Ray Dalio. “The world order is now rapidly shifting in important ways that have never happened in our lifetimes but have happened many times before in history. What follows here is an ultra-distilled description of the dynamics that I saw in studying the rises and declines of the last three reserve currency empires (the Dutch, the British, and the American) and the six other significant empires over the last 500 years (Germany, France, Russia, India, Japan, and China), as well as all of the major Chinese dynasties back to the Tang Dynasty in around the year 600…. I believe that we are now seeing an archetypal big shift in relative wealth and power and the world order that will affect everyone in all countries in profound ways.”

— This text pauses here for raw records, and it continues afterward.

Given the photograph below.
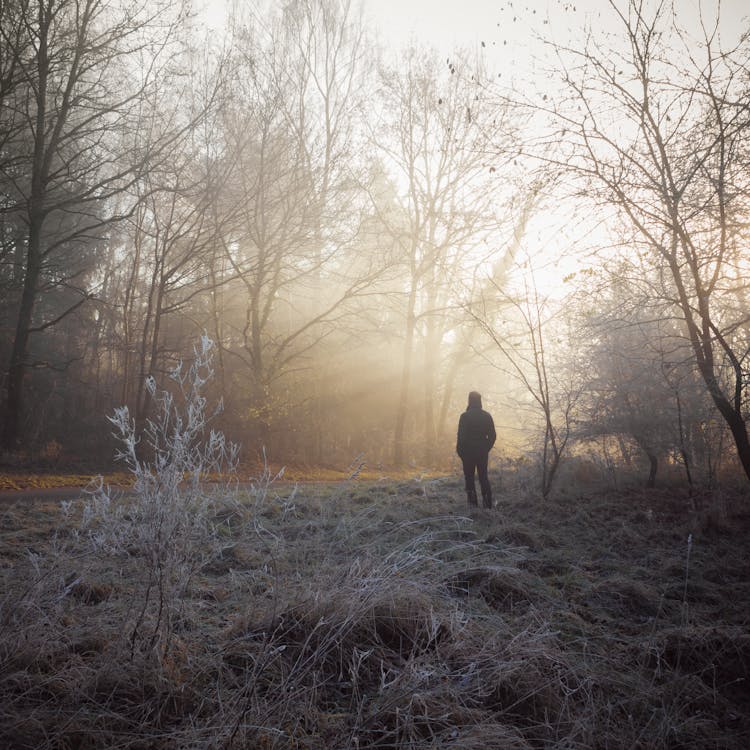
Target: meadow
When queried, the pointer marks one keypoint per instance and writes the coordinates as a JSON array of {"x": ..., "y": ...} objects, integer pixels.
[{"x": 379, "y": 613}]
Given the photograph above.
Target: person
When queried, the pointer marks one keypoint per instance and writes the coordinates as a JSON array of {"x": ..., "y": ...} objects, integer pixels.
[{"x": 476, "y": 436}]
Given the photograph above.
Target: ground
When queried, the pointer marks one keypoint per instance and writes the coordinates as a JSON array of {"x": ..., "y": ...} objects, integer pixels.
[{"x": 377, "y": 614}]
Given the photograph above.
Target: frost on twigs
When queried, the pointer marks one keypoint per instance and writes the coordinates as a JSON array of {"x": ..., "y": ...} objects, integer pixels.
[{"x": 171, "y": 520}]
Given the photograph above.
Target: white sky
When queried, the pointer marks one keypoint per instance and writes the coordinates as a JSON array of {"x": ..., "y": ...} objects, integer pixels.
[{"x": 509, "y": 30}]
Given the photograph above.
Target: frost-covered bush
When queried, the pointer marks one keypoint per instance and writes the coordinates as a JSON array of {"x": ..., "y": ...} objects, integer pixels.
[{"x": 171, "y": 521}]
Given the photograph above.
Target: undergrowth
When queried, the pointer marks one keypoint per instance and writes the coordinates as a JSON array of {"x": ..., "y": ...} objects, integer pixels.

Jack Goldstone & Peter Turchin. “In Ages of Discord, published early in 2016, we showed that America’s ‘political stress indicator’ had turned up sharply in recent years and was on track to send us into the ‘Turbulent Twenties.’”
The Mandate-Overreach Cycle. (This one’s less a “crisis” than a consistently-recurring cycle). When Presidents fail to deliver what voters elected them to do (aka their mandate), they pay a price. A major question facing President Trump in 2025 is whether his tariff policies will lower prices (what he was elected to do) or raise them… and whether DOGE efforts to “purge the deep state” and make government more efficient (mandate) will instead undermine essential services such as social security, air traffic control or drug/food safety.
Live discussion Derek Thompson tomorrow… Monday 4/14 @ 4pm ET… Register HERE
VIDEO
I had the chance to discuss the coming crisis and subsequent new dawn with aforementioned generational theorist Neil Howe. His 2023 book is brilliant history & fascinating sociology.
Bruce:
Your posts usually give me something to think about. However today's will have me cogitating for the next several weeks. Outstanding!